A team of 12 mountaineers from the Indian Air Force, plus Sherpas, explored the little-known Rongdo Valley in May–June, summiting seven peaks, of which six were above 6,000m. Only two mountaineering expeditions have visited this region before (AAJ 2006 and 2013). We established our first base camp at 4,791m (34°30'02.7"N, 77°57'13.8"E), 45 minutes walk above the hot springs.
Our first peak was Sa’i Lhamo (6,030m, 34°31'34.2"N, 77°58'03.7"E), the Tibetan term for the Earth goddess. Thirteen members summited on May 18 by the southwest ridge. On the 21st another 13 members attempted Lungkhor Kangri (map height 6,160m), a peak northeast of the head of the Tiburchung Glacier (the northwestern fork of the upper Rongdo). Climbing the 45° northwest ridge, they reached a height of 5,990m before bad weather drove them back.
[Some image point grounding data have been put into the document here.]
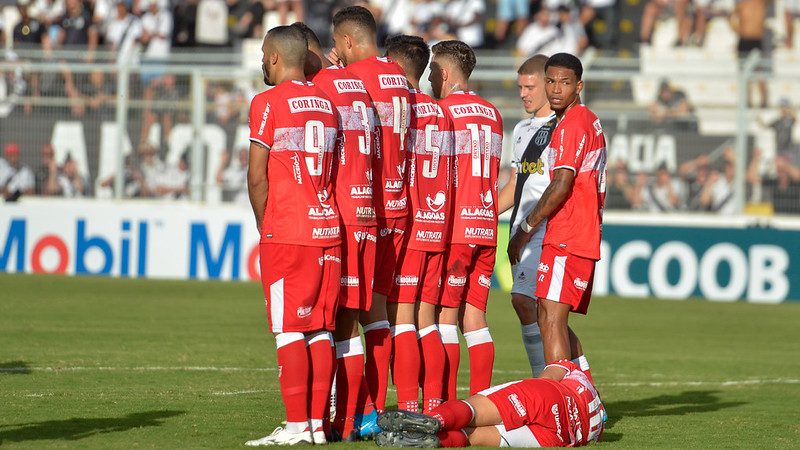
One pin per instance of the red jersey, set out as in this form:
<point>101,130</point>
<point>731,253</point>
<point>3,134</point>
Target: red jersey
<point>578,144</point>
<point>478,146</point>
<point>430,146</point>
<point>358,123</point>
<point>583,404</point>
<point>387,85</point>
<point>297,122</point>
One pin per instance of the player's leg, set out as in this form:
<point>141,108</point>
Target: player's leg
<point>476,331</point>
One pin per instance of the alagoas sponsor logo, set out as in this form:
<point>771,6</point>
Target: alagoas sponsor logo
<point>580,284</point>
<point>365,211</point>
<point>392,81</point>
<point>406,280</point>
<point>325,233</point>
<point>396,204</point>
<point>518,406</point>
<point>426,109</point>
<point>343,86</point>
<point>349,281</point>
<point>473,109</point>
<point>455,281</point>
<point>305,104</point>
<point>364,236</point>
<point>429,236</point>
<point>429,216</point>
<point>476,232</point>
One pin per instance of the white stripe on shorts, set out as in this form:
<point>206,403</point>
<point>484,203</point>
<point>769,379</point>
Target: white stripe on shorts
<point>276,305</point>
<point>557,279</point>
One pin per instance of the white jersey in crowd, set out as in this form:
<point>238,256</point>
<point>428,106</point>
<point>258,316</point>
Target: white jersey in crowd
<point>530,140</point>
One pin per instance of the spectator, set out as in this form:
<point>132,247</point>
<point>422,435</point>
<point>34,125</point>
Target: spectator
<point>466,20</point>
<point>664,194</point>
<point>233,177</point>
<point>539,36</point>
<point>620,192</point>
<point>71,182</point>
<point>783,126</point>
<point>508,12</point>
<point>16,179</point>
<point>783,189</point>
<point>174,180</point>
<point>654,8</point>
<point>749,22</point>
<point>151,168</point>
<point>46,175</point>
<point>670,104</point>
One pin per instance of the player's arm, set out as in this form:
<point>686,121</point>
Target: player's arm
<point>257,182</point>
<point>505,199</point>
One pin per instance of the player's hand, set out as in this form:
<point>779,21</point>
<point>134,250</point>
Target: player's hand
<point>516,244</point>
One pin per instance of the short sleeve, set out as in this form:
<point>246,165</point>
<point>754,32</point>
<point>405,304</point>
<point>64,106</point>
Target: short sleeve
<point>261,122</point>
<point>570,148</point>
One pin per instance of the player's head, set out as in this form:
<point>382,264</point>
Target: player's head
<point>284,47</point>
<point>354,28</point>
<point>563,83</point>
<point>451,66</point>
<point>530,80</point>
<point>411,52</point>
<point>314,56</point>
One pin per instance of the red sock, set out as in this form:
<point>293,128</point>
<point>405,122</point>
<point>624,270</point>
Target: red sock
<point>293,375</point>
<point>405,366</point>
<point>452,351</point>
<point>376,368</point>
<point>432,366</point>
<point>481,359</point>
<point>320,350</point>
<point>455,438</point>
<point>350,384</point>
<point>454,414</point>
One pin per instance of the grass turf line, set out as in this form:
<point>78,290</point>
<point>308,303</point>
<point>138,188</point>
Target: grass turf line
<point>166,345</point>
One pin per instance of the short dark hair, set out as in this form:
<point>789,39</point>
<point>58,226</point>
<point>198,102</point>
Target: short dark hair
<point>459,53</point>
<point>311,37</point>
<point>566,61</point>
<point>358,16</point>
<point>291,43</point>
<point>533,65</point>
<point>412,50</point>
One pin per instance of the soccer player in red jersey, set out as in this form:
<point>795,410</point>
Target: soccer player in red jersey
<point>559,409</point>
<point>573,207</point>
<point>293,133</point>
<point>353,192</point>
<point>354,34</point>
<point>470,257</point>
<point>417,281</point>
This appears to be the same peak as that climbed in 2012 by Andy Selters and Nangang Bhote, via the southwest ridge, and named Gazgazri.
The entire team then moved up the main valley and established a second base camp at 34°30'32.2"N, 77°58'31.4"E. A peak in the massif east of the Southeast Shukpka Kunchang Glacier was the next target, and 13 members left for the summit on the 25th. Climbing via a south spur, and then a north-facing slope, they reached the main ridge, which they followed east to the top (6,183m, 6,100m map height, 34°32'45.7"N, 77°59'17.0"E). The peak was named Khyung Kangri.
The following day a different 13 members climbed a peak to the northwest of Khyung Kangri, naming it Chu Skeyes Kangri (Lotus Peak in Tibetan, 6,053m, 34°33.044'N, 77°58'0.507"E). A 50m section toward the top steepened to 60°. This team was back at summit camp by 8 a.m. Taking advantage of a lull in the weather, they had a quick breakfast and went off to attempt another top to the southwest, on the northeastern flanks of Sa'i Lhamo. Three hours later, via the east spur, they were on the summit, naming it Langpoche (Elephant Head, 5,968m, 34°32.178'N, 77°58'0.507"E).
Bad weather prompted us to go down to the hot springs, and when it cleared we decided to concentrate on the Chudon Nangma Valley (rising southeast of the main valley) and another side valley, the Shan Lung, further south.
Moving up the Chudon Nangma, we split into three teams and climbed Odgsal I (Clear Light, 6,234m, 34°27'37.8"N, 78°02'32.1"E), Odgsal II (6,028m), immediately to its west, and Charok Kangri (Vulture, 6,122m, 34°29.343'N, 77°59.826’E). Perhaps our greatest achievement was accomplishing all this exploration without mishap or anyone falling ill.